Soon the spare key arrived and we were returned in one piece to the hostel. After saying our goodbyes we decided to do nothing but chill for the day, tired from our night's journey and morning of adventuring.
On our first full day in Hue, Alice and I visited its main tourist attraction: the Imperial Citadel. Once the hub of political activity in what was Vietnam's capital, the Citadel was now a relic undergoing reconstruction, having been largely destroyed in the war with America. Nevertheless, the remaining buildings were still impressive and interesting to look at with their blend of Asian and European design. The gardens, despite the occasional piece of scaffolding or abandoned building, were pleasant and peaceful. But what really made the experience worthwhile was the amount of information we were able to obtain from the exhibition rooms on display throughout the citadel.
Not only were we shown the history of the place but also the day to day life of the various different people and ranks within it. Initially, the Emperor's existence seems a pretty unenviable one. He pretty much just ate alone, silently attended council meetings and even occasionally checked on the progress of his grave's construction. However, it is only unenviable to about four o clock. After that time he would send his team of eunuchs off with a list of the women he wished to surround himself with for the night. These women, taken from a pool of hundreds and maybe thousands, were charged with feeding him, massaging him and most likely canoodling with him. And what's more, they WANTED to be on the list. *Denzel Washington voice*: 'My man'.

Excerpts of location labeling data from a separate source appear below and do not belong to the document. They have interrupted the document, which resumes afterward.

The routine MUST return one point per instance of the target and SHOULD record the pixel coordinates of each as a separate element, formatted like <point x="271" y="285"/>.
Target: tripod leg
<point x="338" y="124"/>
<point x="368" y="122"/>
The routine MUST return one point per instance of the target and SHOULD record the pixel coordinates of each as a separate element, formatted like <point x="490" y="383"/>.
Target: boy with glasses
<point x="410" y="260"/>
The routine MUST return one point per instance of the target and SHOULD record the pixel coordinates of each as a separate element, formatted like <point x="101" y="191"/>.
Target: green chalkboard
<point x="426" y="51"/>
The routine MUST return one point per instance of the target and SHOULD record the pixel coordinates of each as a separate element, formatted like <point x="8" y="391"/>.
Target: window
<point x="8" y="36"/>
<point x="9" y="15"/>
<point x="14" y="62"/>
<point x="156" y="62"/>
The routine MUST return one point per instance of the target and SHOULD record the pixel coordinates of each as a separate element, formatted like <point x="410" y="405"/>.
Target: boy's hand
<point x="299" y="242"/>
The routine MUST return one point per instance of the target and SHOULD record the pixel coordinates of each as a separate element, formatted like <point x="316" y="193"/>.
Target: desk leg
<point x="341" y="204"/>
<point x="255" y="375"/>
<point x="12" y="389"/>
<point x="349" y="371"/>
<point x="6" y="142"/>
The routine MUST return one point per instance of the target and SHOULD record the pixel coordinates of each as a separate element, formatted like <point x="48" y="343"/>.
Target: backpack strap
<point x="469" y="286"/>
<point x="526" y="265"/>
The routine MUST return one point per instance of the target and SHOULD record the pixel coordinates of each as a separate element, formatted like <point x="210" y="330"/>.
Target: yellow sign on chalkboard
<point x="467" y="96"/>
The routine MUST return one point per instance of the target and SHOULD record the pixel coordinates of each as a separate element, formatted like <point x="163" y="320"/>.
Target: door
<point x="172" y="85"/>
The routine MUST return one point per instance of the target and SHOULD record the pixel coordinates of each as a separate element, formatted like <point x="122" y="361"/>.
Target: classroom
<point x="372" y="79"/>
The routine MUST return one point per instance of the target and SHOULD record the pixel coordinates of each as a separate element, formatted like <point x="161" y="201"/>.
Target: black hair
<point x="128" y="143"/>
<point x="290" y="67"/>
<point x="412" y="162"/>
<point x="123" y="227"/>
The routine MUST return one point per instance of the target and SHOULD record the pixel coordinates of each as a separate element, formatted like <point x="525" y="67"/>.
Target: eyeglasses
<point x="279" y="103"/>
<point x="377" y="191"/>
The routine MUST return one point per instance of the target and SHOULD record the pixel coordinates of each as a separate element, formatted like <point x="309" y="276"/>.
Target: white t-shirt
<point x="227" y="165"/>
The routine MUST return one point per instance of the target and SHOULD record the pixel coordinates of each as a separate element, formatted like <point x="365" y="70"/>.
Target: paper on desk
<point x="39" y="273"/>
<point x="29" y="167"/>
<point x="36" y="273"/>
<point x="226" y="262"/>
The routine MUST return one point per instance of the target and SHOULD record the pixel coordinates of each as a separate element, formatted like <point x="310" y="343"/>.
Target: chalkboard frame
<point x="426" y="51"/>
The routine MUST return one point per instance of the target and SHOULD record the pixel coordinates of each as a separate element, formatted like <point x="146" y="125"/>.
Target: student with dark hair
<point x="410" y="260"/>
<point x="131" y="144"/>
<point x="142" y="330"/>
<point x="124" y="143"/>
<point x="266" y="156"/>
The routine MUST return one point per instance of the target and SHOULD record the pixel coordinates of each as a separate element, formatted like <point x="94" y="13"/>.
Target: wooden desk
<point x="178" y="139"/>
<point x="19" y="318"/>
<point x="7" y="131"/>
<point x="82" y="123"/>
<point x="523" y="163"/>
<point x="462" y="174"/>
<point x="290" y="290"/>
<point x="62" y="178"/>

We still had a whole afternoon left in Hue once we had finished with the Citadel and I was keen, despite the sweltering heat, to not just sit at the hostel until dinner. One reason was because it was so hot you could never feel comfortable just sitting. Another was because there was too much of an emphasis on drinking for my liking. I'd be sitting there reading my new book on the Vietnamese war to the sound of reps announcing and handing out free shots and beers. Not for me. So instead of that or going to the pool with Alice, as we had done the day before, I decided to cycle to the pagoda and see a bit more of Hue. Cycling amongst the crazy was actually pretty fun, as was the more relaxing ride next to the river where I settled down next to some cows and just chilled out for a bit. It started to dawn on me that I was becoming that middle aged guy who actually enjoys being at one with nature and simply sitting observing landscapes. And so, with that unnerving thought in mind, I quickly packed up my things and headed off home for a night of drinking shots and partying to the max.
Na, I had a nice dinner and went to bed.